Wij houden dus moed en beseffen heel goed dat wij nog ver van ons hemelse huis verwijderd zijn, zolang we in ons lichaam leven. Door het geloof en niet door het zien, weten wij dat dit waar is. Daarom zijn wij ook niet bang om te sterven; integendeel, wij zien ernaar uit om naar huis te gaan, naar de Here. Daarom is ons hoogste doel: doen wat Hij wil, of we nu in dit lichaam of thuis bij de Here zijn. 10 Want wij zullen allemaal eens voor Christus rekenschap moeten afleggen. Dan wordt alles blootgelegd. Ieder van ons zal krijgen wat hem toekomt, voor wat hij in zijn aardse lichaam heeft gedaan, goed of kwaad.
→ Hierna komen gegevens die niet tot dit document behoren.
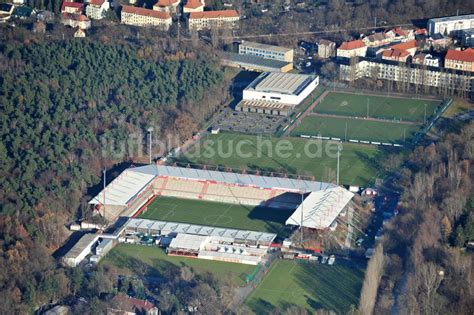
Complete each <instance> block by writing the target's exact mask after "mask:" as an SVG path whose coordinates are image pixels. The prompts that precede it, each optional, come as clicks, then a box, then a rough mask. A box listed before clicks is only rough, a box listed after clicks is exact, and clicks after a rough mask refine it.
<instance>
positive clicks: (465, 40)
mask: <svg viewBox="0 0 474 315" xmlns="http://www.w3.org/2000/svg"><path fill="white" fill-rule="evenodd" d="M461 42H462V45H463V46H464V47H470V48H474V28H470V29H468V30H463V31H461Z"/></svg>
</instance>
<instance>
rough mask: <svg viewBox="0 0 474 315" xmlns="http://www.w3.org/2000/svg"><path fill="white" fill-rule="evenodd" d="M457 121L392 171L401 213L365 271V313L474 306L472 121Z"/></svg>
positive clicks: (451, 312) (428, 313)
mask: <svg viewBox="0 0 474 315" xmlns="http://www.w3.org/2000/svg"><path fill="white" fill-rule="evenodd" d="M456 127H457V128H459V129H458V130H457V131H456V130H455V131H451V132H450V133H448V134H447V135H446V136H444V137H443V138H442V139H441V140H439V141H437V142H435V143H430V144H428V145H425V146H420V147H418V148H416V149H415V150H414V152H412V153H411V154H410V156H409V157H408V158H407V160H406V163H405V164H403V165H402V166H401V167H400V168H399V172H397V174H396V175H395V177H394V183H393V186H392V187H390V188H391V189H395V190H397V191H400V192H401V197H400V214H399V215H398V216H397V217H395V218H394V219H393V220H391V221H390V223H389V224H387V225H386V227H384V238H383V240H382V243H381V244H380V249H381V248H383V254H382V253H381V252H380V249H379V253H378V254H379V255H378V257H377V259H378V260H379V261H382V263H379V264H376V265H377V267H378V268H376V269H374V270H372V271H371V270H370V268H369V269H368V270H367V272H368V273H369V271H371V274H368V275H366V282H367V287H370V288H371V290H366V291H365V294H366V296H364V297H362V298H361V302H364V303H365V304H364V303H363V304H361V310H364V311H366V312H364V314H369V313H372V312H373V313H375V314H385V313H389V312H390V311H391V310H393V309H396V310H398V312H400V313H417V314H468V313H470V312H471V310H472V308H473V306H474V292H473V291H472V288H473V282H472V281H473V278H472V252H471V253H469V252H468V250H467V249H466V243H467V242H468V241H472V240H474V207H473V203H474V198H473V196H472V191H473V181H472V178H473V174H472V161H473V154H474V123H473V122H470V123H468V124H466V125H464V126H459V125H457V126H456ZM382 245H383V246H382ZM381 255H383V256H381ZM369 265H370V264H369ZM375 292H377V295H376V296H375V295H374V293H375ZM362 293H364V291H363V292H362ZM374 303H375V307H374Z"/></svg>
11 Omdat wij zoʼn diep ontzag voor de Here hebben, doen wij ons best anderen voor Hem te winnen. God weet dat wij hierin oprecht zijn en ik hoop van harte dat dat ook voor u duidelijk is. 12 Proberen wij nu onszelf weer aan te prijzen? Nee, ik reik u alleen maar de argumenten aan, waarmee u ons kunt verdedigen tegen hen die het uiterlijk belangrijker vinden dan het innerlijk. In elk geval kunt u van ons zeggen dat wij eerlijk en oprecht zijn. 13 Als wij in vervoering zijn, is het voor God. Als wij nuchter en kalm zijn, is het voor u. 14 Wat wij ook doen, het is omdat we er door de liefde van Christus toe gedrongen worden. 15 Als wij geloven dat Christus voor ons allen gestorven is, moeten wij ook geloven dat wij, wat ons oude leven betreft, gestorven zijn. Hij is gestorven, opdat allen die van Hem eeuwig leven kregen, niet langer voor zichzelf zullen leven, maar voor Christus, die voor hen gestorven en weer levend geworden is.

16 Houd er dus mee op gelovigen naar hun uiterlijk te beoordelen of naar wat men over hen zegt. Ik heb zelf de fout gemaakt zo over Christus te denken en Hem alleen als een mens te beschouwen. Maar dat is nu wel anders! 17 Als u christen wordt, wordt u van binnen helemaal nieuw. U bent als het ware opnieuw door God geschapen. Er is een heel nieuw leven begonnen. 18 Al dit nieuwe komt van God, die ons door Jezus Christus bij Zichzelf heeft teruggebracht. Hij heeft ons opgedragen overal te vertellen dat iedereen het nu met God in orde kan maken. 19 Door Christus herstelde God zijn relatie met de wereld, Hij rekende de mensen hun zonden niet meer toe, maar wiste ze uit. En wij mogen dit geweldige nieuws aan iedereen vertellen. 20 Wij zijn boodschappers van Christus. God doet door ons een beroep op u. Wij smeken u namens Christus: laat het in orde komen tussen God en u! 21 Want God nam Christus, die geen zonde gedaan had, en belastte Hem met onze zonden. In ruil daarvoor rekent God de rechtvaardigheid van Christus aan ons toe.